La Commission de la santé et de la sécurité du travail (CSST) a le droit de recouvrer des sommes à la place d'un citoyen qu'elle a indemnisé. Mais sa décision d'exercer ce droit dans le cas des victimes de l'amiante est pour le moins discutable.

Il y a de l'argent aux États-Unis pour les travailleurs affectés par l'amiante. Les Québécois commencent à le savoir et à en réclamer. Mais s'ils ont déjà reçu une indemnité de la CSST, ils perdent leurs droits sur cette somme.
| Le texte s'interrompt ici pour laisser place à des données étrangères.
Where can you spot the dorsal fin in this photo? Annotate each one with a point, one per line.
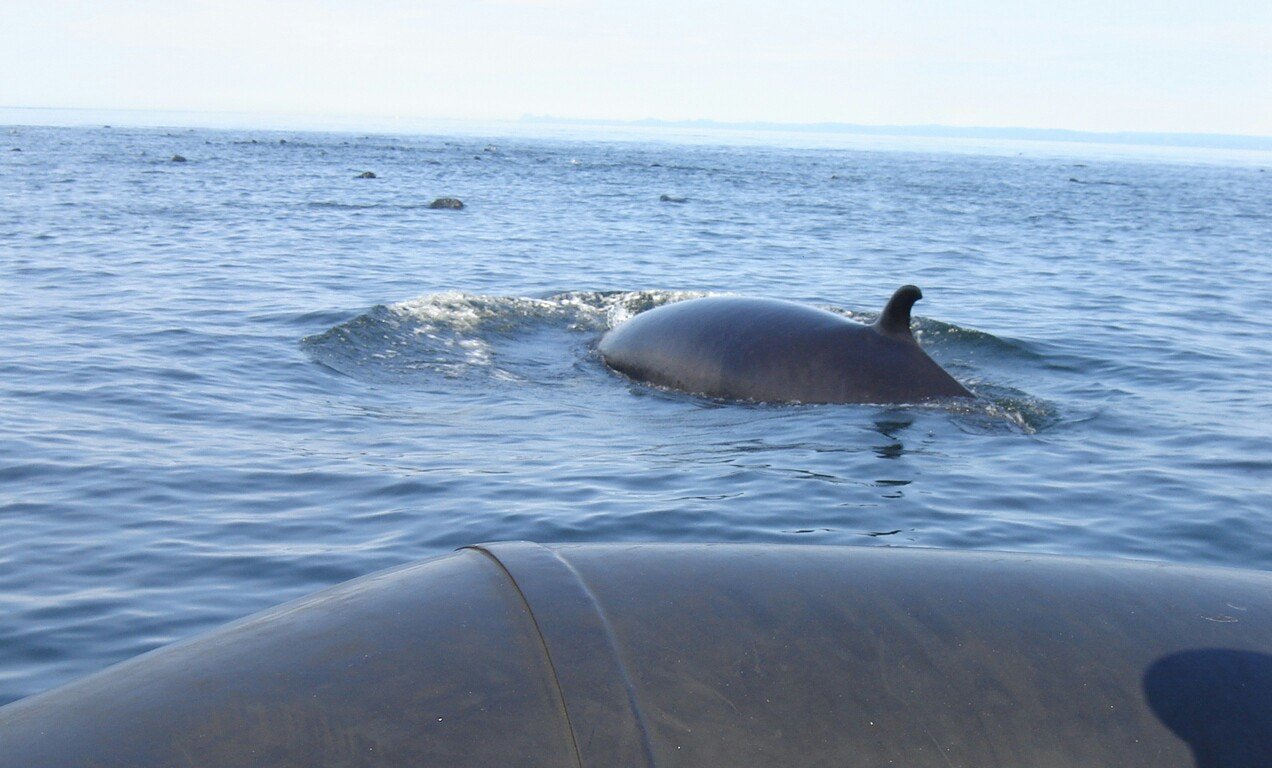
(894, 319)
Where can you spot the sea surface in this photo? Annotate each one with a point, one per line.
(234, 379)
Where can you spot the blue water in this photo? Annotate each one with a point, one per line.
(237, 379)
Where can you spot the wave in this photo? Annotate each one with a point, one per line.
(454, 338)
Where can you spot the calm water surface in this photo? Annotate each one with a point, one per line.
(230, 380)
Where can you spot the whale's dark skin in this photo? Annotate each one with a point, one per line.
(774, 351)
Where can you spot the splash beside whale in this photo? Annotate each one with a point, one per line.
(767, 350)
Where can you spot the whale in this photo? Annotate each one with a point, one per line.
(775, 351)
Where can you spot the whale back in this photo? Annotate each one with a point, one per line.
(767, 350)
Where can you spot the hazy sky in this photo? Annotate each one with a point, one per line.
(1107, 65)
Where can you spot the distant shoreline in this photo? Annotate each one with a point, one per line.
(70, 116)
(935, 131)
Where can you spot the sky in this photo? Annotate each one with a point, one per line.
(1201, 66)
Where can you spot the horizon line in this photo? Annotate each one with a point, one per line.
(1178, 139)
(1164, 139)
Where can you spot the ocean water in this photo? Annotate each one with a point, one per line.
(235, 379)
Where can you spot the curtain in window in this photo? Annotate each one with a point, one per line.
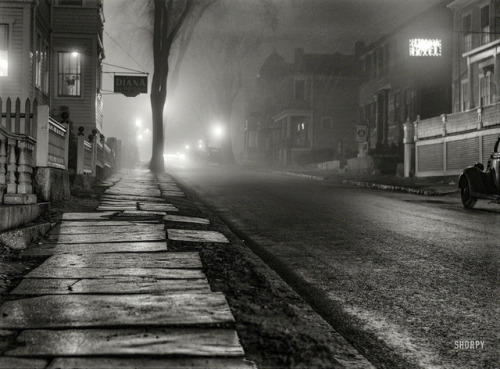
(69, 74)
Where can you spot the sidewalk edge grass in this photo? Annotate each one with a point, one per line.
(367, 184)
(276, 326)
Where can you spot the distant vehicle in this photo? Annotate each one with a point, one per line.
(477, 183)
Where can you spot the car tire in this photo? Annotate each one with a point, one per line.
(467, 200)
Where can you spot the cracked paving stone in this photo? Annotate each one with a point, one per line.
(186, 235)
(184, 219)
(95, 248)
(157, 207)
(128, 260)
(107, 223)
(68, 229)
(19, 363)
(114, 272)
(130, 342)
(108, 237)
(82, 311)
(110, 286)
(135, 363)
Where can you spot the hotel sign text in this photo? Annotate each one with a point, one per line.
(425, 47)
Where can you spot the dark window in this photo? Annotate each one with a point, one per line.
(300, 89)
(397, 107)
(4, 50)
(408, 104)
(69, 74)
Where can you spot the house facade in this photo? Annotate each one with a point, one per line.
(447, 143)
(52, 51)
(303, 109)
(406, 73)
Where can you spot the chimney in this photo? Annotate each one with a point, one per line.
(359, 48)
(299, 55)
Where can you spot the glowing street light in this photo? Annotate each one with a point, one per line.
(218, 131)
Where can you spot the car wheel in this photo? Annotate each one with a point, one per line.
(467, 200)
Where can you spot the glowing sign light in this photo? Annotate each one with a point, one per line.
(425, 47)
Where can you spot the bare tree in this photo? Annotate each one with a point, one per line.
(223, 54)
(169, 15)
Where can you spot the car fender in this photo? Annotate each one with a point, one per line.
(476, 179)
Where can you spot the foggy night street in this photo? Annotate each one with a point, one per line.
(416, 272)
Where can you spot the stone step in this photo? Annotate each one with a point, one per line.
(128, 342)
(112, 286)
(143, 363)
(69, 229)
(99, 311)
(108, 237)
(95, 248)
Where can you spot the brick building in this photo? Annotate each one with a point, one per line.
(406, 73)
(447, 143)
(303, 109)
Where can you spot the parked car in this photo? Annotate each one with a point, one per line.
(477, 183)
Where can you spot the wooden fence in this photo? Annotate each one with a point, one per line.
(445, 145)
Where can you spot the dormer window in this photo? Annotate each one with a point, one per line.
(300, 89)
(4, 50)
(71, 2)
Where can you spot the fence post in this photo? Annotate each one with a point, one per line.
(42, 136)
(444, 119)
(80, 156)
(11, 166)
(93, 141)
(25, 167)
(409, 142)
(66, 146)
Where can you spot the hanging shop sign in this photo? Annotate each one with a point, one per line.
(361, 133)
(131, 85)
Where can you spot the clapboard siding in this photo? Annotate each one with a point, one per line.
(76, 20)
(488, 146)
(430, 157)
(462, 153)
(81, 109)
(12, 85)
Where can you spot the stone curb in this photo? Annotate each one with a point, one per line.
(416, 191)
(317, 178)
(20, 238)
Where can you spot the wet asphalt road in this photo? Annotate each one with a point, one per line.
(414, 278)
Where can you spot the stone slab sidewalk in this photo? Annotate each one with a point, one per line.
(112, 294)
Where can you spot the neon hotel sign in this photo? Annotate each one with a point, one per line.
(425, 47)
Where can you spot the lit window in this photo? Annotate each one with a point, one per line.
(42, 64)
(467, 32)
(485, 24)
(464, 95)
(326, 124)
(70, 2)
(485, 89)
(4, 50)
(69, 79)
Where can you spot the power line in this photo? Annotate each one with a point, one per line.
(125, 51)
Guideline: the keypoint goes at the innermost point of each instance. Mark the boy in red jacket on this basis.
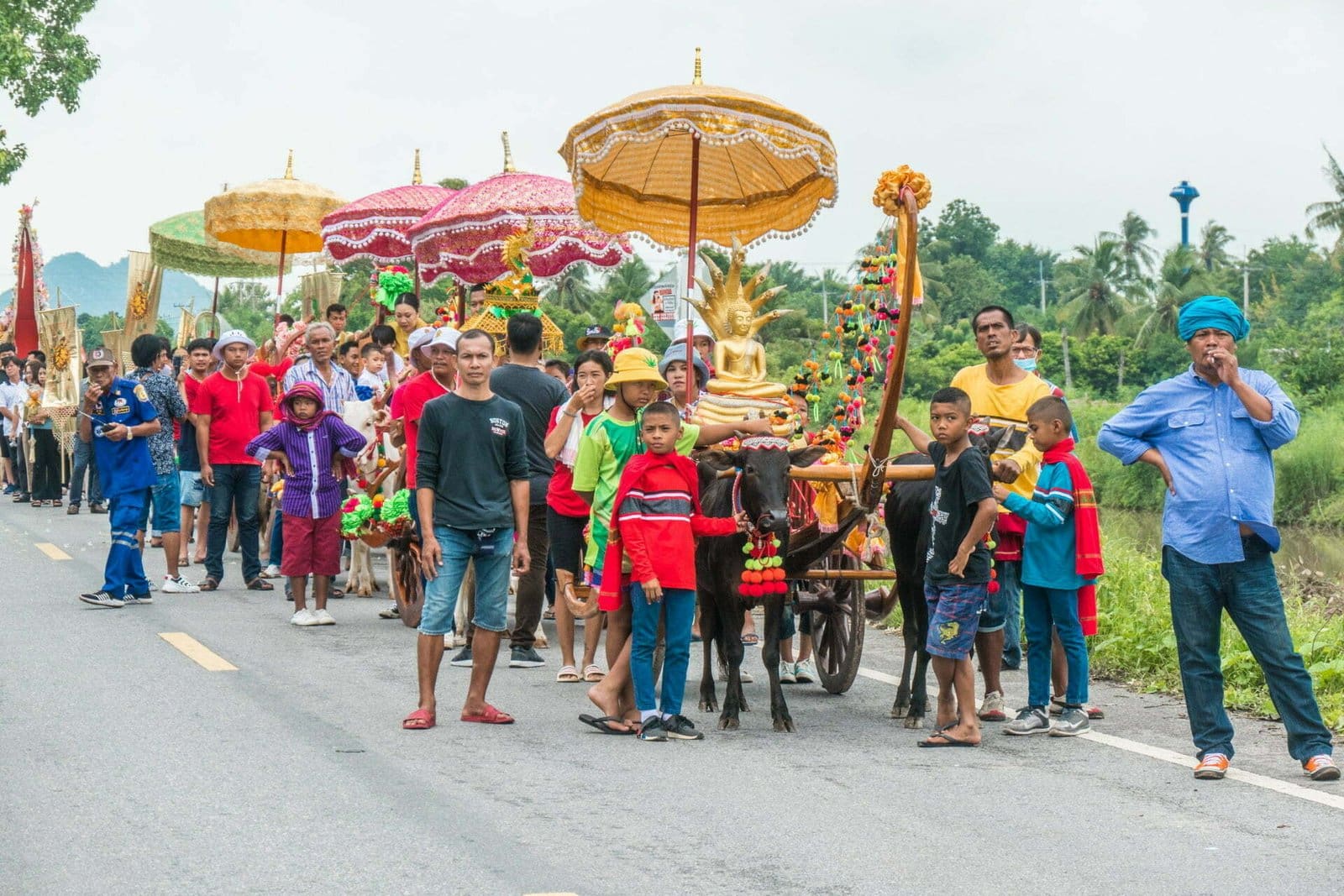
(654, 526)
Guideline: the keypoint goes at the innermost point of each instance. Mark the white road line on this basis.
(1297, 792)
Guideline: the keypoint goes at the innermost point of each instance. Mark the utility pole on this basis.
(1041, 277)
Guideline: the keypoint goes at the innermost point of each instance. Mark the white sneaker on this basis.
(304, 617)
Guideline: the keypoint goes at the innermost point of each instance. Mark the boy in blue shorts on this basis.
(961, 512)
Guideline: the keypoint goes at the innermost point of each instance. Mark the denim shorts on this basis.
(165, 503)
(953, 617)
(460, 548)
(192, 490)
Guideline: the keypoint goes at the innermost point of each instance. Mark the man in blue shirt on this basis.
(1211, 432)
(118, 418)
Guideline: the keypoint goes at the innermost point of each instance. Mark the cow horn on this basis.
(580, 609)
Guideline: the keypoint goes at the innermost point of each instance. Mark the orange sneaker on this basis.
(1321, 768)
(1213, 768)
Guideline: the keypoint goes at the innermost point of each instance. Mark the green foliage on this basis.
(1136, 642)
(40, 58)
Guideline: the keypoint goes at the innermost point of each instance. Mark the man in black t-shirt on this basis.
(958, 577)
(470, 493)
(523, 382)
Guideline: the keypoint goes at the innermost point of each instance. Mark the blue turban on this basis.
(1216, 312)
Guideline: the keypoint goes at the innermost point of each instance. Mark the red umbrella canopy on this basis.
(375, 226)
(463, 235)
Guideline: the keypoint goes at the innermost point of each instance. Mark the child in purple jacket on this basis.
(307, 445)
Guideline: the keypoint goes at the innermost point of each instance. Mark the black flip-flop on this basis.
(601, 725)
(948, 741)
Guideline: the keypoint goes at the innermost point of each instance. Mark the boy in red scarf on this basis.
(1061, 560)
(655, 521)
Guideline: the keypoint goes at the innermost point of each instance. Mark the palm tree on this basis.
(1180, 280)
(1089, 288)
(1330, 215)
(628, 282)
(1213, 246)
(1137, 254)
(571, 291)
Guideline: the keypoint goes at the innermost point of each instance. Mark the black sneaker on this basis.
(102, 600)
(682, 728)
(654, 730)
(524, 658)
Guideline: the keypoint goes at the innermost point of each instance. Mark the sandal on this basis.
(418, 720)
(488, 716)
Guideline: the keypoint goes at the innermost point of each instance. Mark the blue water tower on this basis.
(1184, 195)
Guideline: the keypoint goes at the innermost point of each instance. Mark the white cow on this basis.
(365, 417)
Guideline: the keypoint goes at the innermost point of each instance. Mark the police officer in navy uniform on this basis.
(116, 419)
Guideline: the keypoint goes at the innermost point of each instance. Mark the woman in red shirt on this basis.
(566, 512)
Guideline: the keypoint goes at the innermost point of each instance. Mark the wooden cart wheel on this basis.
(837, 634)
(409, 590)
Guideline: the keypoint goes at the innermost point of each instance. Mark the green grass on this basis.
(1136, 644)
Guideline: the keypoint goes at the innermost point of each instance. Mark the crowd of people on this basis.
(562, 472)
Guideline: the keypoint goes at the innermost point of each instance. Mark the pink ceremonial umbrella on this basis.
(463, 235)
(375, 226)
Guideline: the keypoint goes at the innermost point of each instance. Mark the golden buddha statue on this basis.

C'est la mauvaise nouvelle qu'a reçue un homme de 80 ans dont notre collègue Marc Thibodeau a parlé récemment. Après lui avoir versé 15 000$, la CSST a demandé un dédommagement en son nom aux États-Unis, supplantant le recours qu'il avait entrepris. Ce retraité ne pourra donc pas toucher plus d'argent, à moins que la CSST ne reçoive davantage qu'elle ne lui a versé.

La Loi donne en effet à la Commission le droit de se substituer à un de ses bénéficiaires contre le responsable de la lésion professionnelle, jusqu'à concurrence des prestations accordées.

La CSST a par exemple poursuivi une entreprise américaine dont l'équipement était défectueux - mais dans les faits, elle n'exerce pas souvent ce droit.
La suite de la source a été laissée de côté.